Bis vor einigen Jahren zeigten Umfragen, dass die Rumänen sich mit der Idee identifizieren, dass sie rechts oder links sind, und diese ideologischen Rezeptionskategorien überlappten sich tendenziell (und nicht selten auch tendenziös) über bestimmte soziodemografische Segmente. Seit einiger Zeit (kurz nach der berüchtigten Pandemie) hat sich diese Neigung des Publikums, sich auf die eine oder andere Seite der ideologischen Achse zu identifizieren, etwas abgeschwächt, und der politische Kompass wurde auch mit der Achse Europäismus-Autochthonismus bevölkert, eine interessante Variation der Achse Mainstream-Antisystem.
Es muss gesagt werden, dass ein ideologisches System der Innenpolitik im Allgemeinen nicht nur auf einer Links-Rechts-Linie basiert, sondern auf zwei Achsen – genau wie ein Kompass. Links-Rechts, respektive Autoritarismus-Libertarismus. Und die ideologische Identifikation, sowohl der Parteien als auch des Publikums, erscheint irgendwo an der Schnittstelle zwischen diesen beiden. Natürlich erscheinen neben diesen, je nach spezifischem, regionalem, lokalem, kulturellem, historischem Kontext usw., auch andere.
Manchmal sind diese ideologischen Allianzen konjunkturell: pro-präsidential oder gegen den Präsidenten, pro-europäisch vs. pro-russisch (im Fall von R. Moldau), pro-sowjetisch/pro-amerikanisch (während des Kalten Krieges, in einigen afrikanischen und asiatischen Ländern) oder wer weiß, welche anderen Themen zu einem bestimmten Zeitpunkt ein politisches Spektrum dominieren.
Vergessen wir nicht, dass unser politisches System seit Mitte der 2000er Jahre eine Form angenommen hat, die zu ideologischen Kompromissen neigt, da es von drei relativ großen Parteien dominiert wird. Damals ging es um PSD, PNL und PD (PDL). Später, durch die Fusion von PNL mit PDL, schien es, als würden wir auf eine stabilere Wahlformel mit zwei Superparteien, einer Linken und einer Rechten (PSD und PNL), plus einigen kleinen, maximal mittleren Parteien, zusteuern. Nach den Wahlen während der Pandemie wurde dieser dritte Platz, der leer gelassen wurde, allmählich von AUR gefüllt.
Mathematisch gesprochen ist das System mit drei großen Parteien das instabilste, da wir normalerweise von der Unmöglichkeit sprechen, eine Regierung nach Wahlen zu bilden, ohne dass zwei von ihnen kooperieren, unter den Bedingungen, dass sie drei empfindlich unterschiedliche Doktrinen haben.

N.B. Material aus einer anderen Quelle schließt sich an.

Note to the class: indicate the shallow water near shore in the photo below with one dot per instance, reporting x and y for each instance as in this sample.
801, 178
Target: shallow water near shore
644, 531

Daher sind Koalitionsregierungen obligatorisch, und Mehrheiten werden in der Regel nur durch die Zusammenarbeit von mindestens zwei der drei großen Parteien gebildet, wobei die ideologischen Reinheiten beiseite gelassen werden.

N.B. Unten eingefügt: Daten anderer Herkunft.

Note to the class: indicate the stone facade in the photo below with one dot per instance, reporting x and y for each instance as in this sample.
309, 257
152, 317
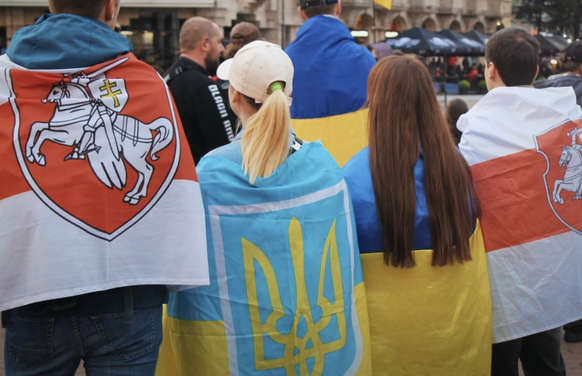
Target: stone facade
153, 26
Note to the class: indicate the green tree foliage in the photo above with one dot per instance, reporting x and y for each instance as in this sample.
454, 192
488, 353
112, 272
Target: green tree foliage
563, 16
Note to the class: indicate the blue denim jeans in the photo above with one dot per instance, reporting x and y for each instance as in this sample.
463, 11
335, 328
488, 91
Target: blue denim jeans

Langfristig führt dies zu einer Abnahme des Gewichts der Ideologie im, sagen wir mal, Mix des Marketings der Parteien, die das jeweilige politische System bevölkern. Ist das ein Verlust? Vielleicht. Im Kontext, in dem Ideen nicht mehr zwischen den Wahlangeboten differenzieren, wird der Wählerkörper anfällig gegenüber einem Challenger, der ihm Dinge über Probleme sagt, die die Mainstream-Parteien vermeiden, weiterhin anzusprechen. Und so gelangt man von der Demokratie in einem gewöhnlichen Dreiparteiensystem zur Demokratie in einem gewöhnlichen Zweiparteiensystem und einem Antisystem.
Dann wird die Achse Mainstream vs. Challenger ideologisch am wichtigsten und hängt vom Talent der Ersteren ab, die Rede über Stabilität zu präsentieren. Wie gesagt, politische Stabilität ist wie Gesundheit. Sie wird interessanter, wenn man sie nicht mehr hat.